Subtract $ \dfrac{3}{a^2-1} $ from $ \dfrac{12}{a^2+2a+1} $ to get $ \dfrac{ \color{purple}{ 9a-15 } }{ a^3+a^2-a-1 }$.
To subtract raitonal expressions, both fractions must have the same denominator.
We can create a common denominator by multiplying the first fraction by $ \color{blue}{ a-1 }$ and the second by $\color{blue}{ a+1 }$.

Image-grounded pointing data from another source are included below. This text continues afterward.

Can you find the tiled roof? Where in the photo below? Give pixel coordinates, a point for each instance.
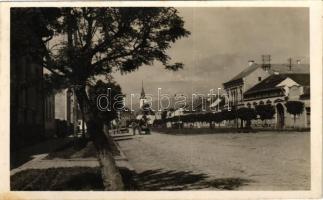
(280, 68)
(245, 72)
(294, 69)
(271, 82)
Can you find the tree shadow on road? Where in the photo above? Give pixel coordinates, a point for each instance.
(184, 180)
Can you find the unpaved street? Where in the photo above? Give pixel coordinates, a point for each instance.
(255, 161)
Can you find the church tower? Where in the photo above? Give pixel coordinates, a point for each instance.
(142, 99)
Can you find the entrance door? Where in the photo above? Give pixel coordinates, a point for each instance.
(280, 116)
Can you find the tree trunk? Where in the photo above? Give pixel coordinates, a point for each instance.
(111, 176)
(294, 120)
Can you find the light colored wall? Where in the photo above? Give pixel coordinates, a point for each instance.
(252, 79)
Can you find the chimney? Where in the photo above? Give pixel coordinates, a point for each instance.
(266, 62)
(251, 62)
(290, 64)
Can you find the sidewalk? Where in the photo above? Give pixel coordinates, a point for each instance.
(42, 166)
(26, 154)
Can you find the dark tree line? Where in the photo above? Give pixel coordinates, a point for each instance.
(92, 42)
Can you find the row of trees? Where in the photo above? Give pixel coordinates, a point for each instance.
(94, 42)
(265, 112)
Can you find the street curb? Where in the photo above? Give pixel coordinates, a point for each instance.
(122, 160)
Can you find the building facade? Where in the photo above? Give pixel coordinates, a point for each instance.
(273, 84)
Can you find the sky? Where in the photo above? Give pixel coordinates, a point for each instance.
(222, 41)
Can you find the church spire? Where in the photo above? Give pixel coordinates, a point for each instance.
(142, 96)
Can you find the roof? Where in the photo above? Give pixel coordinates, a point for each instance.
(280, 68)
(294, 69)
(245, 72)
(273, 80)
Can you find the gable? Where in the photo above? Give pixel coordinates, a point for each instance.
(288, 82)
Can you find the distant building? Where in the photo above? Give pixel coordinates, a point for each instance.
(31, 108)
(145, 108)
(255, 73)
(276, 90)
(273, 84)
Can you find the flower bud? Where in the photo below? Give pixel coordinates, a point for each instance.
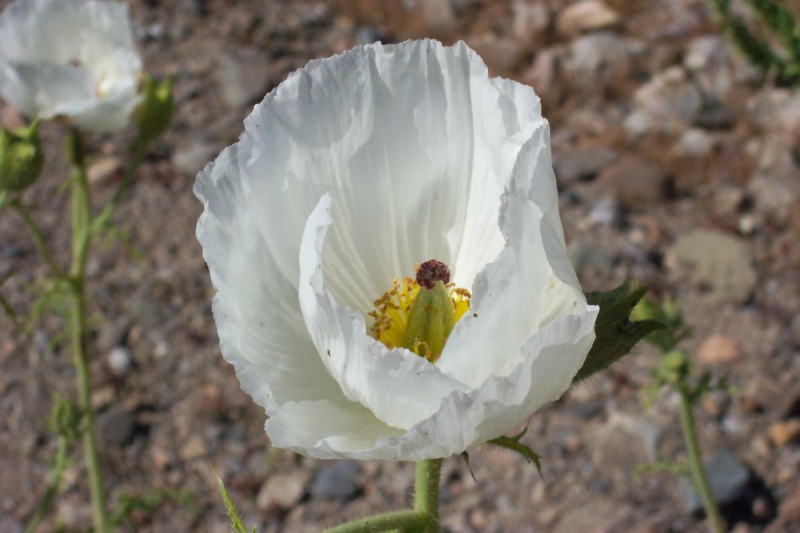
(155, 112)
(21, 158)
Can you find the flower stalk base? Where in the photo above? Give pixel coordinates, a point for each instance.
(424, 518)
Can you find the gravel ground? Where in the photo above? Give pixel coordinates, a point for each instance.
(677, 165)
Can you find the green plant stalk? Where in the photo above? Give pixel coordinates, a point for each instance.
(53, 486)
(78, 328)
(407, 520)
(38, 237)
(696, 468)
(426, 493)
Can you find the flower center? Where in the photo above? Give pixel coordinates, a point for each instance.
(419, 314)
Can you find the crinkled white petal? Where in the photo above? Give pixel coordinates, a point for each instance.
(73, 58)
(350, 172)
(529, 284)
(261, 328)
(397, 386)
(463, 419)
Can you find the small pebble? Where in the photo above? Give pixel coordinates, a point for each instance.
(719, 349)
(120, 361)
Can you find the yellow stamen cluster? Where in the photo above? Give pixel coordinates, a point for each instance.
(391, 315)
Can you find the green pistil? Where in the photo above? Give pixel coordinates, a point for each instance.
(430, 322)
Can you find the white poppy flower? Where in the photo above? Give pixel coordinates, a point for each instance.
(352, 171)
(72, 58)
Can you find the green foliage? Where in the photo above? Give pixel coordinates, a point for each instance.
(616, 333)
(778, 18)
(676, 469)
(155, 112)
(64, 421)
(21, 158)
(514, 444)
(237, 524)
(670, 315)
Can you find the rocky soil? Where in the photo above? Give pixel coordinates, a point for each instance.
(678, 167)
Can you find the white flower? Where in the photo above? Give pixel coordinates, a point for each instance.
(72, 58)
(352, 171)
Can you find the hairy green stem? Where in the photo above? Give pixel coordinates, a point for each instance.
(424, 518)
(53, 486)
(38, 237)
(426, 493)
(407, 520)
(696, 468)
(78, 327)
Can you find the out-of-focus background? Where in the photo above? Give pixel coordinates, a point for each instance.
(677, 165)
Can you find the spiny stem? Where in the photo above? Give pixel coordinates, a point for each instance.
(53, 486)
(407, 520)
(78, 327)
(696, 468)
(426, 493)
(39, 240)
(424, 518)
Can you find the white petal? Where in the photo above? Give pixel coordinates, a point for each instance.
(256, 309)
(351, 171)
(70, 58)
(462, 421)
(521, 291)
(399, 387)
(420, 131)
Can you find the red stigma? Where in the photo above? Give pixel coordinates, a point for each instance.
(432, 271)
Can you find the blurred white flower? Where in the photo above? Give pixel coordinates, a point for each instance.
(72, 58)
(352, 171)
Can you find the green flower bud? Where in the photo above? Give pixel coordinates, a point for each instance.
(155, 112)
(21, 158)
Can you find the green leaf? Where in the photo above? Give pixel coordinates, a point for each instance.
(616, 332)
(237, 524)
(514, 444)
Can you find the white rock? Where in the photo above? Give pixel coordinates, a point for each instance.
(598, 57)
(531, 20)
(670, 99)
(694, 143)
(586, 15)
(120, 360)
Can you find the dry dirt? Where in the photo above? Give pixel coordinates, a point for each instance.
(716, 150)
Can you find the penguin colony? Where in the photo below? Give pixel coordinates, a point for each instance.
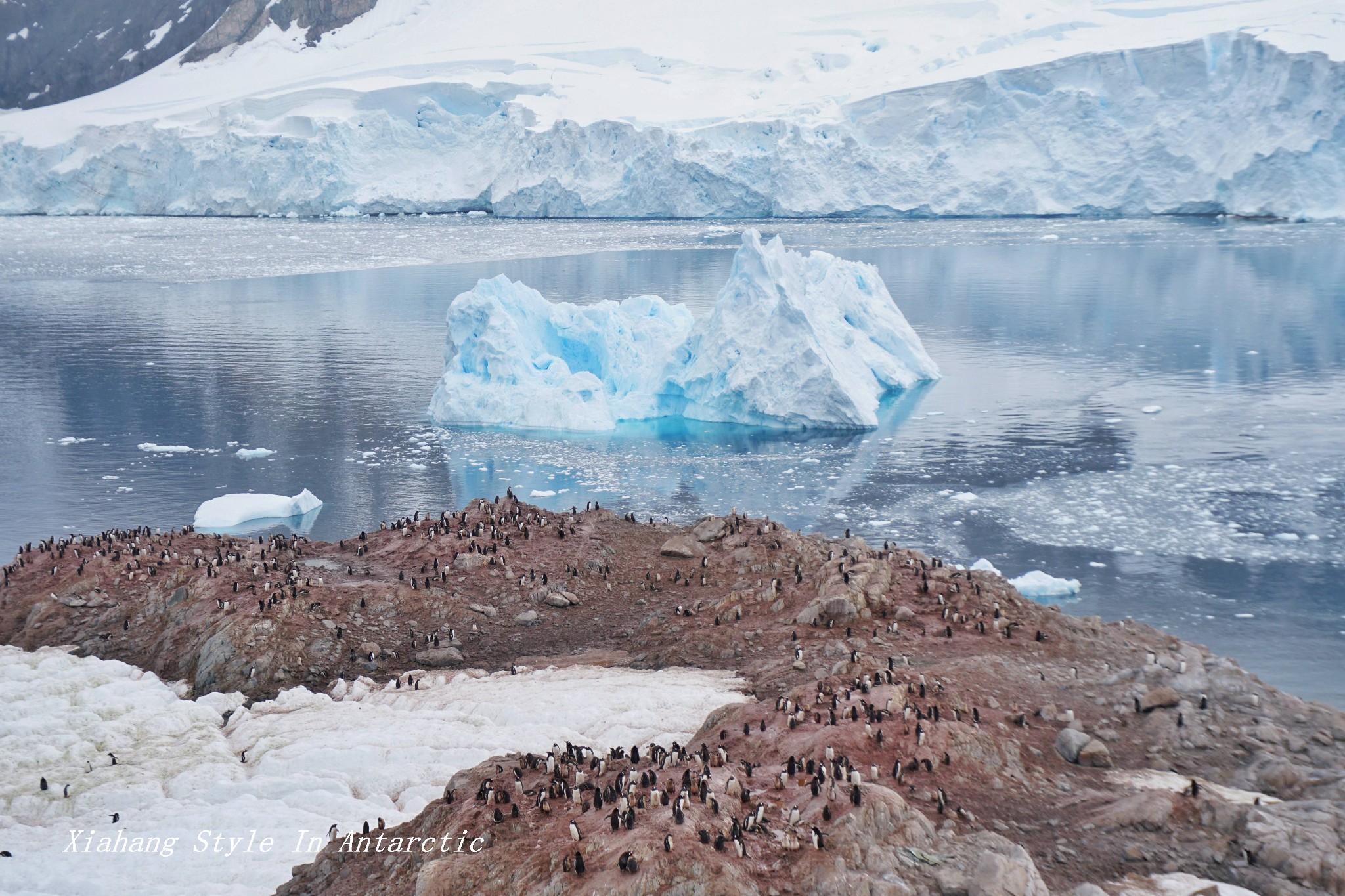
(848, 710)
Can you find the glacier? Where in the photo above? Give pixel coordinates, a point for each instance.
(1234, 108)
(794, 341)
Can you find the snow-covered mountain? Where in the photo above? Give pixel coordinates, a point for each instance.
(699, 109)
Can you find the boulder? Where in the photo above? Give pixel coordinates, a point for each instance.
(1095, 754)
(1149, 809)
(439, 657)
(711, 528)
(1070, 742)
(1006, 875)
(1158, 698)
(470, 561)
(684, 547)
(838, 608)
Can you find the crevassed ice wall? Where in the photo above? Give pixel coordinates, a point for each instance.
(1227, 124)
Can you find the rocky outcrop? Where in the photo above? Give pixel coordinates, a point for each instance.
(245, 19)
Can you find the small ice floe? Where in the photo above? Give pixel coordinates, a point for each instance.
(1038, 586)
(164, 449)
(238, 508)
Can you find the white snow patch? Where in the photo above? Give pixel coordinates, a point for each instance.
(313, 761)
(240, 507)
(159, 34)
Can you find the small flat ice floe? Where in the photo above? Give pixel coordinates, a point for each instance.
(164, 449)
(240, 507)
(1039, 586)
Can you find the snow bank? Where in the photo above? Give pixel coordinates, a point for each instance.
(793, 341)
(1072, 119)
(313, 761)
(1039, 586)
(238, 508)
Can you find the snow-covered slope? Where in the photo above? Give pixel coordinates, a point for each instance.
(793, 341)
(692, 109)
(313, 761)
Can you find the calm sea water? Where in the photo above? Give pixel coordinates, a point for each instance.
(1219, 516)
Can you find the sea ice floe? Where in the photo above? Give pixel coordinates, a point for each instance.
(240, 507)
(1039, 586)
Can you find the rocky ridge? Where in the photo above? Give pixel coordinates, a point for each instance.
(947, 735)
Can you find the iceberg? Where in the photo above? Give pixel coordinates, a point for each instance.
(516, 359)
(1040, 586)
(793, 343)
(234, 509)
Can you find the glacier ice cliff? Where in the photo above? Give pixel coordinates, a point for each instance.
(793, 341)
(1225, 124)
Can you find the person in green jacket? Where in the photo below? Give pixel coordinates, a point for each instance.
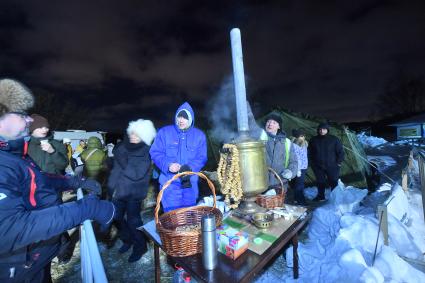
(94, 158)
(49, 154)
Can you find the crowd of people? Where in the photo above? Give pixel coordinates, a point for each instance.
(33, 166)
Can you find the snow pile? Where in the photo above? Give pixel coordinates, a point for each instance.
(342, 243)
(370, 141)
(383, 162)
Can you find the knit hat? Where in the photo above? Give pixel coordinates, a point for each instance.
(183, 114)
(144, 129)
(14, 97)
(275, 117)
(296, 133)
(39, 122)
(323, 125)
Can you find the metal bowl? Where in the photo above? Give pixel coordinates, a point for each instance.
(262, 220)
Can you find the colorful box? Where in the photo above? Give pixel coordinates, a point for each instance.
(231, 242)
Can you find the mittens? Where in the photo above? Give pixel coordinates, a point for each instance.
(287, 174)
(185, 180)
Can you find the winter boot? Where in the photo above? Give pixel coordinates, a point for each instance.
(137, 254)
(124, 248)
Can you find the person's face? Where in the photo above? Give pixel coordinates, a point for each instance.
(323, 132)
(134, 138)
(272, 126)
(182, 123)
(14, 126)
(40, 132)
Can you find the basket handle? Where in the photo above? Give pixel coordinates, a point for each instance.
(175, 177)
(278, 178)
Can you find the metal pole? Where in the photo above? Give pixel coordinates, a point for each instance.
(239, 80)
(421, 163)
(96, 264)
(377, 238)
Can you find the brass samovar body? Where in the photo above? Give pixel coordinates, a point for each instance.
(253, 168)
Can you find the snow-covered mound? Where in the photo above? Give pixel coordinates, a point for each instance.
(342, 239)
(370, 141)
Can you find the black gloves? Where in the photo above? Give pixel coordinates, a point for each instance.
(185, 180)
(101, 211)
(88, 184)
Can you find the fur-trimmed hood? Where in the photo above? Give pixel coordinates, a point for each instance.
(14, 97)
(144, 129)
(189, 111)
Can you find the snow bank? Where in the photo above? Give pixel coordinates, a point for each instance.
(342, 243)
(370, 141)
(383, 162)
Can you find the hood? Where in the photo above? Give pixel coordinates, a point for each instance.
(94, 142)
(189, 111)
(323, 125)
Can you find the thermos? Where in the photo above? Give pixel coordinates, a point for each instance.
(209, 242)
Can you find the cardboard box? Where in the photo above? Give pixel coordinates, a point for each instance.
(231, 242)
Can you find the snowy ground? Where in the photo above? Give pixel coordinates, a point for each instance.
(338, 244)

$$ \begin{aligned} \frac{12}{a^2+2a+1} - \frac{3}{a^2-1} & = \frac{ 12 \cdot \color{blue}{ \left( a-1 \right) }}{ \left( a^2+2a+1 \right) \cdot \color{blue}{ \left( a-1 \right) }} -
\frac{ 3 \cdot \color{blue}{ \left( a+1 \right) }}{ \left( a^2-1 \right) \cdot \color{blue}{ \left( a+1 \right) }} = \\[1ex] &=\frac{ \color{purple}{ 12a-12 } }{ a^3-a^2+2a^2-2a+a-1 } - \frac{ \color{purple}{ 3a+3 } }{ a^3-a^2+2a^2-2a+a-1 } = \\[1ex] &=\frac{ \color{purple}{ 12a-12 - \left( 3a+3 \right) } }{ a^3+a^2-a-1 }=\frac{ \color{purple}{ 9a-15 } }{ a^3+a^2-a-1 } \end{aligned} $$